THE GREAT COMMANDMENT VS THE GREAT COMMITMENT

Matthew 22: 34 - 40


It is funny, how this article started, while I was praying a word started to round my head, that word was COMMITMENT.


What is commitment? A promise, a pledge, a continuing obligation. Are we committed?, of course, through all our life, we are always committed to something, and sometimes to more than one thing.


An angry parent phoned her little boy’s Sunday School teacher and said: “Is it true that you told all the kids that they were crazy?


No, I didn’t” replied the teacher, “but I did tell them they should ALL BE COMMITTED.”


The reading in Matthew 22 says: “You shall love the Lord your God with all your heart, and with all your soul, and with all your mind. This is the greatest and first commandment.”
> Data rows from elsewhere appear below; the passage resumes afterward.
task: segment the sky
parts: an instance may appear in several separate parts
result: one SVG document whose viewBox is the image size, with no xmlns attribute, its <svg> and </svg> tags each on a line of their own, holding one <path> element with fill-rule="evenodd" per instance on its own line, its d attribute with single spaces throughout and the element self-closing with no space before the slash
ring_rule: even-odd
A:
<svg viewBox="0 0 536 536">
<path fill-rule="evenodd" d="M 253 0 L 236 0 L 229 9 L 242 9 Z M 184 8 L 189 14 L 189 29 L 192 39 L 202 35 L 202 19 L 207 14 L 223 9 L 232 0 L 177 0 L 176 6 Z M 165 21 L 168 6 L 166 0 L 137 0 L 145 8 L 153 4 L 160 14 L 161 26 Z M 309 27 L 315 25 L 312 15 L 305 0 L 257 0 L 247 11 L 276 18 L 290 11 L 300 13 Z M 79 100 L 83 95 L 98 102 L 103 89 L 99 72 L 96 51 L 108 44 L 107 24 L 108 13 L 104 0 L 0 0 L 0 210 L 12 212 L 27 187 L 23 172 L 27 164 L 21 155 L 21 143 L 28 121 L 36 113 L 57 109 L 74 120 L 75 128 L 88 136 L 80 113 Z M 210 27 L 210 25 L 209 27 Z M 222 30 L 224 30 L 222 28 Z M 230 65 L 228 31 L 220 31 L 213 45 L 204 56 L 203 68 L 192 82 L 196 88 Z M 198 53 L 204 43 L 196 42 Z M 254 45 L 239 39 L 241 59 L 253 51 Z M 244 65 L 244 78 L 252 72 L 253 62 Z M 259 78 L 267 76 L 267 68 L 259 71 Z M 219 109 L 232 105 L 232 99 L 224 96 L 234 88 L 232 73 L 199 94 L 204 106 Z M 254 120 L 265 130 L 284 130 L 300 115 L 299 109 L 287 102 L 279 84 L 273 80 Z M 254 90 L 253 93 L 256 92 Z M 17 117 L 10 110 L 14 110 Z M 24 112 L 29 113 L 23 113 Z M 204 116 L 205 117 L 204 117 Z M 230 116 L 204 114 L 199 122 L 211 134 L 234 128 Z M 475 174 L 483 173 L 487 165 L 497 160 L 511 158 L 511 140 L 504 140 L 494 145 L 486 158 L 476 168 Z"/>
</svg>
And you will say: Pastor, you are talking about the commitment nor the com-mandment. Precisely, this great commandment is our great commitment.
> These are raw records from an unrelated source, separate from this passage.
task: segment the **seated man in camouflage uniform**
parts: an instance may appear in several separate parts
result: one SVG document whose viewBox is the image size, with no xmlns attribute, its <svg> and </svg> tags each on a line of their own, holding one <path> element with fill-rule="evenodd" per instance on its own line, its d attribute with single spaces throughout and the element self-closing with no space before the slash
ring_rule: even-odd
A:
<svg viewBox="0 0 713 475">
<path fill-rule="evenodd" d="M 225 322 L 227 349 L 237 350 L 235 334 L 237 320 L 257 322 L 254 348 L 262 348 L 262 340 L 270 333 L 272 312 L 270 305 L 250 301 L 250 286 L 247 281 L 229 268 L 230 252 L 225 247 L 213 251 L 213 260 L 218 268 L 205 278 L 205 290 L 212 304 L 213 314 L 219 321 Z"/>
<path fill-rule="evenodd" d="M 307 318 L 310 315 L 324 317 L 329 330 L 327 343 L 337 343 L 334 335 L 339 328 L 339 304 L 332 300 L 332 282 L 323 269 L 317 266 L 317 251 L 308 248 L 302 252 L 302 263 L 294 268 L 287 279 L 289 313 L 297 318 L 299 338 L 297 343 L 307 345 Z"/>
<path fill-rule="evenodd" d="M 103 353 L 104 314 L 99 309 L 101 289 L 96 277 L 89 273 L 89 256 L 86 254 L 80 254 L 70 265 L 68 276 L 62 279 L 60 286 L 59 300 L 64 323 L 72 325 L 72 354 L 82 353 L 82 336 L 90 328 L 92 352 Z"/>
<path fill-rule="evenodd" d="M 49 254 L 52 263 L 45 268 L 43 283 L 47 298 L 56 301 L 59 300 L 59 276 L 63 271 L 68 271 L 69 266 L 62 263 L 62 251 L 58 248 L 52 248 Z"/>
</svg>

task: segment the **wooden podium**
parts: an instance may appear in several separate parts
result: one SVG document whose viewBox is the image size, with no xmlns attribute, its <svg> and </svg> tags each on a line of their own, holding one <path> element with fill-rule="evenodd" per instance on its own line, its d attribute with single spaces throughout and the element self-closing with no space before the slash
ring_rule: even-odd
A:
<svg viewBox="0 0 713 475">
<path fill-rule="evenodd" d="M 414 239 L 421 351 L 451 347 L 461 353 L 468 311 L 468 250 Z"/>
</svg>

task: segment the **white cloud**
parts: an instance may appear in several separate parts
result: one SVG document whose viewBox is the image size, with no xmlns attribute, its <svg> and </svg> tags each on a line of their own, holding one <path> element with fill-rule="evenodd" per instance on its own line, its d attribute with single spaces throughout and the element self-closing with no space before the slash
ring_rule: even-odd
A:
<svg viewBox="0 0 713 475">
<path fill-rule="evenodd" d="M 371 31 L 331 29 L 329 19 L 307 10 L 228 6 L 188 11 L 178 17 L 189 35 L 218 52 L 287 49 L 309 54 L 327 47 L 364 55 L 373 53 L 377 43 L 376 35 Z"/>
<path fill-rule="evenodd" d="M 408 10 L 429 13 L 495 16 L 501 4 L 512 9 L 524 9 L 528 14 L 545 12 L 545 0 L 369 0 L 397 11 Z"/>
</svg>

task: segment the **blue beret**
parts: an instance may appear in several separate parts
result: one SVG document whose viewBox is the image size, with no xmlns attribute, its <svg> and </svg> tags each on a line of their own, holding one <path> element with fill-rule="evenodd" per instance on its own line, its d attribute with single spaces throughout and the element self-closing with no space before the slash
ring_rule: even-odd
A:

In this passage, Jesus was concerned for more than current religious command-ments. His answer avoided religious activities and emphasized in relationship with God. Keeping the great commandment in Jesus’ thought would be possible only in God’s love.


John Wesley said: “Lord, give me one hundred men who hate nothing but sin, and desire nothing but God, and I will shake the world.”


To love God means to choose Him for an intimate relationship and to obey His commandments, to keep them in our hearts. The love of God demand more than a keeping of laws. It requires total submission of one’s life to God. Loving God and acknowledging his lordship both are required in the life of a Christian.


The whole self must be involved in loving God. All the powers that God gave us through creation must respond to Him. The heart being the control center requires the commitment of emotions. The soul the self-conscious life involves the dynamics of actions; and the mind through our thoughts, reasons and skills are bound up in commitment.


The command LOVE THE LORD YOUR GOD calls for a volitional commitment to God that is personal, comprehensive, and wholehearted. Love for God results in love for others. Love for others will be possible only when it grows from the love one has for God.


Right religion requires the true Lord. Doing the right things is possible only when one has acknowledged the right Lord. The importance lay not in the right activities or commandments but in the acknowledgment of the right Lord.


Great religious commitment requires not just a great commandment but a Great Lord.


Do you want to commit yourself today, we all your heart, we all your soul and we all your mind to God? I pray that you have said YES.